La explicación del FMI puede constituir parte de la realidad, pero solo una pequeña parte. Es verdad que cuando se espera que los precios futuros caigan el atesoramiento de dinero se convierte en una inversión más atractiva: si yo espero que los precios se reduzcan un 1% en 2016, atesorar mis ahorros me proporcionará una tasa de retorno del 1%. Sin embargo, en la actualidad, por mucho que las expectativas de inflación se hayan reducido durante los últimos dos años, éstas siguen siendo positivas (en EEUU, del orden del 1,5%, según el FMI), de manera que atesorar dinero sigue implicando pérdidas y no beneficios. Así que la duda inicial planteada por el FMI debería seguir en pie: ¿cómo es posible que muchos inversores opten por atesorar su dinero o se nieguen a endeudarse aun en un entorno de tipos de interés reales ultrabajos (e incluso negativos) y después de un shock tan positivo como que el petróleo se abarate un 65%?
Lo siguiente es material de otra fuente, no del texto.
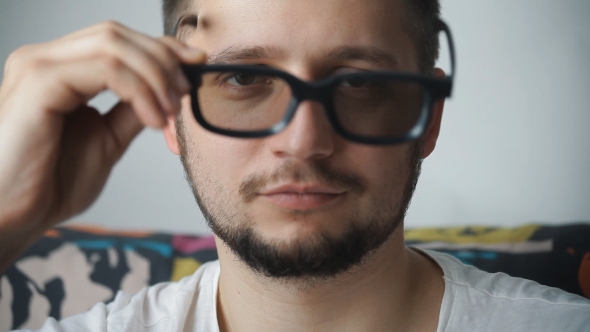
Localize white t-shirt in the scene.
[20,250,590,332]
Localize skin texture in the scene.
[164,0,444,331]
[0,22,205,272]
[0,0,444,331]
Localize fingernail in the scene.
[176,69,191,94]
[168,88,180,114]
[186,45,206,60]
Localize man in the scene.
[0,0,590,331]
Sólo hay dos posibles explicaciones, no necesariamente incompatibles. La primera es que, a pesar del brutal abaratamiento de un factor productivo tan importante como el petróleo, las tasas de ganancia de todas las nuevas inversiones potenciales –ajustadas por su respectivo riesgo– sean todavía más bajas que esos ultrabajos tipos de interés: en tal caso, mejor guardar el dinero que invertirlo. La segunda es que, aun cuando haya inversiones con tasas de ganancia superiores a los tipos de interés ultrabajos, los inversores que las conozcan y que estén en posición de explotarlas se encuentren muy endeudados y, por tanto, no deseen endeudarse todavía más o, en todo caso, prefieran destinar sus beneficios internos a la amortización de su deuda en lugar de a la reinversión productiva. Como digo, se trata de dos causas que pueden complementarse: entre aquellos con capacidad y sin conocimiento y aquellos sin conocimiento pero con capacidad, la inversión privada no termina de despegar y, sin ella, tampoco el crecimiento económico.
Para muchos, las recetas ante semejante escenario deben pasar por las típicamente keynesianas: promover la inversión pública mediante déficits y seguir reduciendo los tipos de interés (hasta terreno negativo) para así forzar a los inversores a que se lancen a invertir. Pero fijémonos en que estas recetas renuncian a crear riqueza y, en su lugar, tan sólo promueven generar algo de actividad: la inmensa mayoría de las inversiones públicas no se mueven por ninguna expectativa de ganancia; y los tipos de interés negativos sólo incentivan la inversión ruinosa como refugio frente a una mayor pérdida por atesoramiento de dinero (“invierte en este mal negocio, donde perderás el 5% de tu capital, pues si lo atesoras perderás el 10%”).
Otros, llámesenos ortodoxos aburridos, apostamos por políticas mucho más tradicionales: si no existen llamativas oportunidades de negocio, facilitemos su emergencia desregulando la economía y permitiendo la exploración de nuevas fórmulas de negocio en nuevos sectores económicos hoy vetados a la libre empresa; si los agentes económicos están sobreendeudados, favorezcamos su desapalancamiento acelerado bajando impuestos. Libertad económica e impuestos bajos: la receta que muchos venimos defendiendo desde 2007 y que, oh sorpresa, no se ha aplicado todavía a lo largo de esta crisis. Tal vez exista alguna relación.